|
Linguistic Annotation
LAL (Linguistic Annotation Language)
Natural language texts contain many ambiguities which are difficult for
natural language processing systems to resolve properly. Some of these
ambiguities are not resolved due to the immaturity of NLP technologies, but
some can be resolved only by writers. Consider the following example:
a small computer company
There are two interpretations; one is "a company which produces small computers," and the other is "a small company which produces computers." If there are linguistic
annotations as shown below, then NLP programs can recognize the latter one is correct.
a small <seg>computer company</seg>
In this example, a segment between <seg> and </seg> is recognized as a unit (or a phrase).
We have developed an XML-based tag set called LAL (Linguistic Annotation Language) to annotate linguistic information. For instance, LAL has the following tags:
s ... specifies a scope of a sentence.
w ... specifies a signle word.
seg ... specifies a phrase.
The following shows an example of LAL annotation.

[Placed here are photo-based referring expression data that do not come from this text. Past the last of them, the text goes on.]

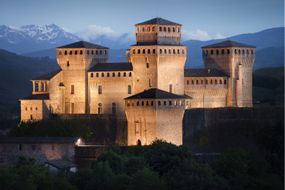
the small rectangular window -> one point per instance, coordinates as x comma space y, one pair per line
99, 89
72, 89
129, 89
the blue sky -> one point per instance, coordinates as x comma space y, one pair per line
201, 19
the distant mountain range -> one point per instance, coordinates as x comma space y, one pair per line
41, 41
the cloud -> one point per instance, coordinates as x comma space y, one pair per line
200, 35
95, 31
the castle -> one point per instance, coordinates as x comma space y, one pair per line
152, 89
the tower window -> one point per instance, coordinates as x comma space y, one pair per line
114, 108
72, 89
129, 89
170, 88
100, 108
99, 89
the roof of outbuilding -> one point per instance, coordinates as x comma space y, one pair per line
204, 73
36, 97
159, 21
83, 44
47, 76
112, 67
228, 43
155, 93
35, 140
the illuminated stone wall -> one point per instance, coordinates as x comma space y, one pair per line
115, 86
206, 92
150, 119
237, 62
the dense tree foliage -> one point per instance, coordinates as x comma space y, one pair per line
158, 166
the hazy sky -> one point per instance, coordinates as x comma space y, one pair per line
200, 18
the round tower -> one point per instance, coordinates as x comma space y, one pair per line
236, 60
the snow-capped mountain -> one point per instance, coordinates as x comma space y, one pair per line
30, 38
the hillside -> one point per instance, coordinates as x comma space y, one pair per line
16, 72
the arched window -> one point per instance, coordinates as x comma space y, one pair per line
100, 108
114, 108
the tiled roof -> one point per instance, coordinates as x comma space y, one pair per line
36, 140
112, 67
83, 44
36, 97
155, 93
47, 76
159, 21
204, 73
228, 43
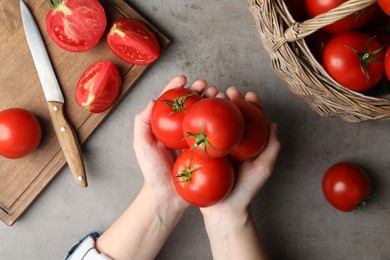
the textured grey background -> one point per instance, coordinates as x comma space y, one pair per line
218, 41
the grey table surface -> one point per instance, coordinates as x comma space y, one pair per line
218, 41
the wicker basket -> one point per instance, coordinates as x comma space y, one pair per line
283, 39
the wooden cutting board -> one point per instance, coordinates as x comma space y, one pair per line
22, 180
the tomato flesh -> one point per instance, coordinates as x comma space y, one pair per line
76, 25
20, 133
345, 186
133, 42
98, 87
200, 181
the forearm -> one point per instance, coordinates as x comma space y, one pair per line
140, 232
234, 237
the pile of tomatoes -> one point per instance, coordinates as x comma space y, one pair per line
353, 49
211, 133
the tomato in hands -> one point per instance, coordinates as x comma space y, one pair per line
355, 60
20, 133
133, 42
213, 127
351, 22
76, 25
98, 87
200, 181
255, 134
346, 186
168, 114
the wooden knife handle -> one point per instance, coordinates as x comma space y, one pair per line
68, 142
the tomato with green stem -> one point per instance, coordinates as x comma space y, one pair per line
346, 186
212, 127
355, 60
168, 114
75, 25
200, 181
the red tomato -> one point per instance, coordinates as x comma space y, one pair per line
20, 133
355, 60
133, 42
213, 127
76, 25
351, 22
256, 131
200, 181
98, 87
385, 6
167, 116
387, 62
346, 186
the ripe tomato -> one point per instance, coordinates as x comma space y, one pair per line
213, 127
355, 60
200, 181
20, 133
133, 42
351, 22
256, 131
167, 116
346, 186
98, 87
387, 63
385, 6
76, 25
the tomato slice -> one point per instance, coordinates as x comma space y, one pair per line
76, 25
133, 42
98, 87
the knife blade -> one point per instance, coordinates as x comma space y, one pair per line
53, 94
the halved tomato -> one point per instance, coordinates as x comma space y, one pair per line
76, 25
133, 42
98, 87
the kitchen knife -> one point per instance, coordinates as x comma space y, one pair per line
64, 131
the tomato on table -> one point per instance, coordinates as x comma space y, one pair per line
20, 133
168, 114
355, 60
351, 22
133, 42
200, 181
255, 134
76, 25
98, 87
346, 186
213, 127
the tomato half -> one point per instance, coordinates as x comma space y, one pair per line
76, 25
351, 22
133, 42
354, 59
213, 127
346, 186
385, 6
200, 181
98, 87
255, 134
168, 114
20, 133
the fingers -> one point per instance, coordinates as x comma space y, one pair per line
142, 129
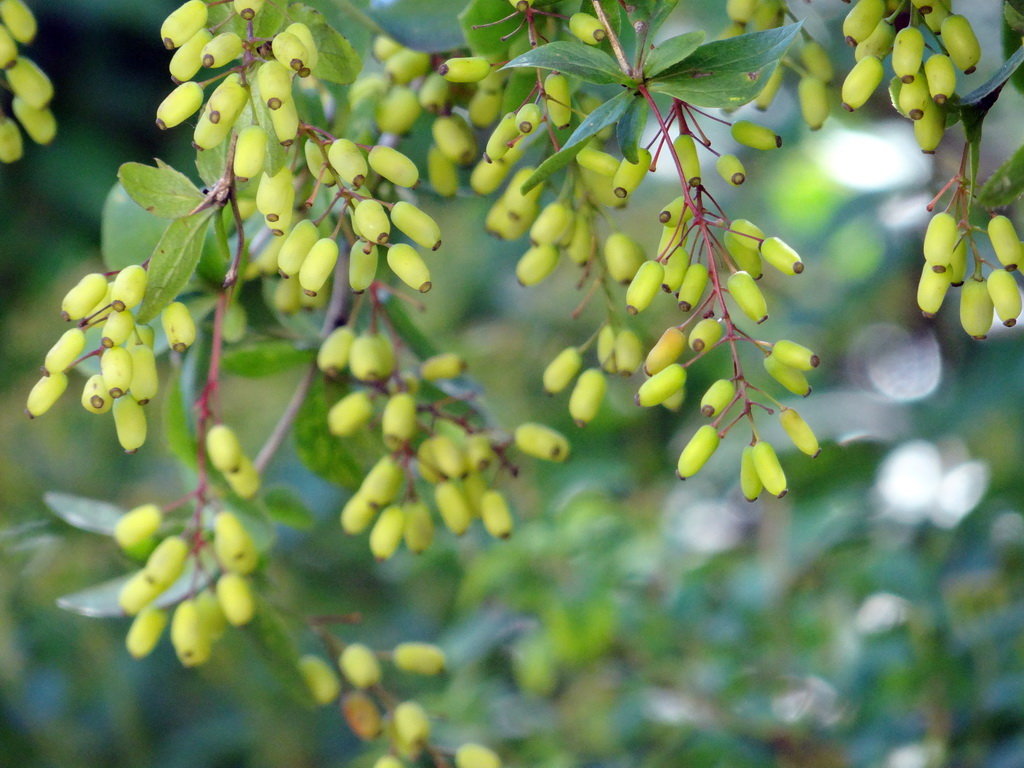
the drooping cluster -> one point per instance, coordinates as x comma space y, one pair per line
23, 77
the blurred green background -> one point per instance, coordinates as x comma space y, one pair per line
871, 617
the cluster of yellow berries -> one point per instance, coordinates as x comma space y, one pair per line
947, 263
423, 442
372, 714
201, 614
104, 311
32, 88
925, 81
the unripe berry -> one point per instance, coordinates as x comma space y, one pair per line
223, 449
587, 28
623, 256
1005, 242
662, 386
719, 396
349, 414
453, 506
223, 48
790, 377
115, 366
383, 481
359, 666
666, 350
536, 264
940, 238
187, 59
862, 19
183, 22
248, 8
756, 136
65, 351
441, 172
250, 152
409, 266
372, 357
38, 123
145, 631
419, 530
976, 308
930, 129
861, 82
167, 561
799, 431
291, 52
587, 395
748, 296
813, 95
178, 327
465, 70
45, 392
232, 545
236, 599
190, 642
908, 50
796, 355
318, 676
476, 756
95, 398
692, 288
961, 42
137, 592
361, 716
941, 77
558, 99
136, 525
86, 293
696, 453
455, 138
274, 82
542, 442
932, 289
398, 111
731, 169
706, 334
628, 353
422, 658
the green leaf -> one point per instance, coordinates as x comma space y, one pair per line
602, 117
727, 73
629, 129
286, 507
173, 262
100, 601
572, 58
87, 514
127, 231
316, 448
337, 60
423, 25
265, 357
177, 426
984, 95
482, 35
1006, 184
161, 190
672, 51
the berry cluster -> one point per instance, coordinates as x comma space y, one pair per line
32, 88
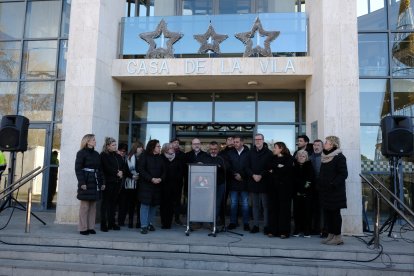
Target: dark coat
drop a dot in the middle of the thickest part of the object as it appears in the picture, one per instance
(151, 166)
(88, 158)
(332, 183)
(237, 164)
(258, 163)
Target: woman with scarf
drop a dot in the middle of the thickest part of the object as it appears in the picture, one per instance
(171, 189)
(332, 177)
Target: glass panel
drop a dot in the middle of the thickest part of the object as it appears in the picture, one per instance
(401, 15)
(403, 97)
(8, 98)
(63, 50)
(36, 100)
(374, 100)
(279, 107)
(126, 100)
(64, 31)
(39, 59)
(275, 133)
(146, 132)
(402, 45)
(33, 157)
(192, 108)
(371, 15)
(42, 19)
(59, 101)
(152, 107)
(234, 108)
(11, 23)
(373, 54)
(10, 60)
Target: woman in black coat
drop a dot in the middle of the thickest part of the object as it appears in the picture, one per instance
(151, 169)
(332, 188)
(280, 191)
(171, 188)
(88, 173)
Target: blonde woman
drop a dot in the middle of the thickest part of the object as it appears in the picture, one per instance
(88, 173)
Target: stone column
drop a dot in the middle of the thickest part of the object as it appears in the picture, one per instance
(92, 97)
(332, 93)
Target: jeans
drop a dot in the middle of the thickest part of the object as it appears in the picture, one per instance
(147, 214)
(244, 200)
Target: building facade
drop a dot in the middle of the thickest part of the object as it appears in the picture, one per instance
(138, 70)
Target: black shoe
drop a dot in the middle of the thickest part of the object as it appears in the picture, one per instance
(231, 226)
(255, 229)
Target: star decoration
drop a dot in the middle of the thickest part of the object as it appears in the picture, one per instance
(153, 50)
(207, 46)
(246, 38)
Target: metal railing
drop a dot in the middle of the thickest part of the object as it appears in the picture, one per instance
(8, 191)
(397, 209)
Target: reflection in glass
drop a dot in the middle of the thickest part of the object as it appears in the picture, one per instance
(146, 132)
(277, 133)
(403, 92)
(36, 100)
(374, 100)
(39, 59)
(63, 50)
(234, 108)
(373, 54)
(280, 107)
(152, 107)
(9, 60)
(192, 108)
(371, 15)
(11, 23)
(42, 19)
(8, 98)
(59, 101)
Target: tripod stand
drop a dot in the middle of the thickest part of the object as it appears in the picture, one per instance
(8, 202)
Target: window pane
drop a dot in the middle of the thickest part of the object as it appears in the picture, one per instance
(403, 97)
(373, 54)
(39, 59)
(192, 108)
(374, 100)
(146, 132)
(11, 23)
(9, 60)
(273, 134)
(401, 15)
(36, 100)
(279, 107)
(152, 107)
(371, 15)
(42, 19)
(63, 50)
(8, 98)
(59, 101)
(234, 108)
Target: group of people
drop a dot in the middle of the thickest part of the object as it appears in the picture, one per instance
(311, 181)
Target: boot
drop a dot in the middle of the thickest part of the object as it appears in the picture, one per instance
(330, 237)
(336, 240)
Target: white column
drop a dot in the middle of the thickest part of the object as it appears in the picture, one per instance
(92, 97)
(332, 93)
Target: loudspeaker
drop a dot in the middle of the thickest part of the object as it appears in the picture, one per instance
(397, 136)
(13, 133)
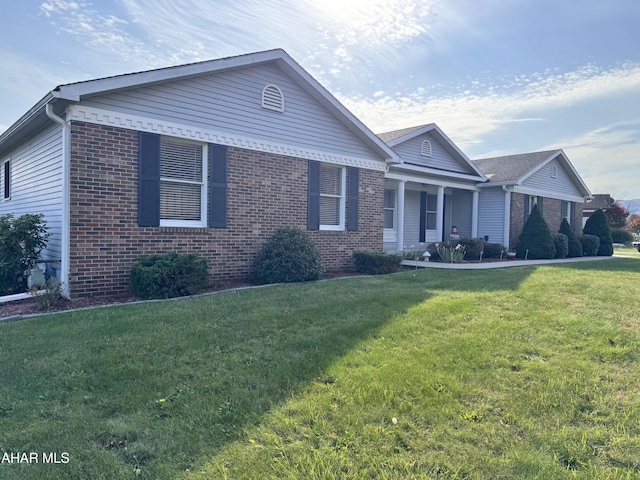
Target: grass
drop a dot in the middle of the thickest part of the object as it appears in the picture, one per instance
(509, 373)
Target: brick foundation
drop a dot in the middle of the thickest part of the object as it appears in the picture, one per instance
(265, 192)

IBM announced <lal:seg>a new computer system for children</lal:seg> with voice function.
In this sentence, the phrase "with voice function" may modify "children" or
"system" from the syntactic viewpoint. The seg tag specifies that phrase modifies
"system."
It is difficult and tough for end users to annotate these tags manually. Therefore,
we have developed a GUI-based LAL tagging editor for facilitate this annotation work.
If this annotation framework spreads worldwide and linguistic information is
annotated in many documents, we can expect that NLP poragms such as machine translation and automatic summarization will become much more beneficial to people.
|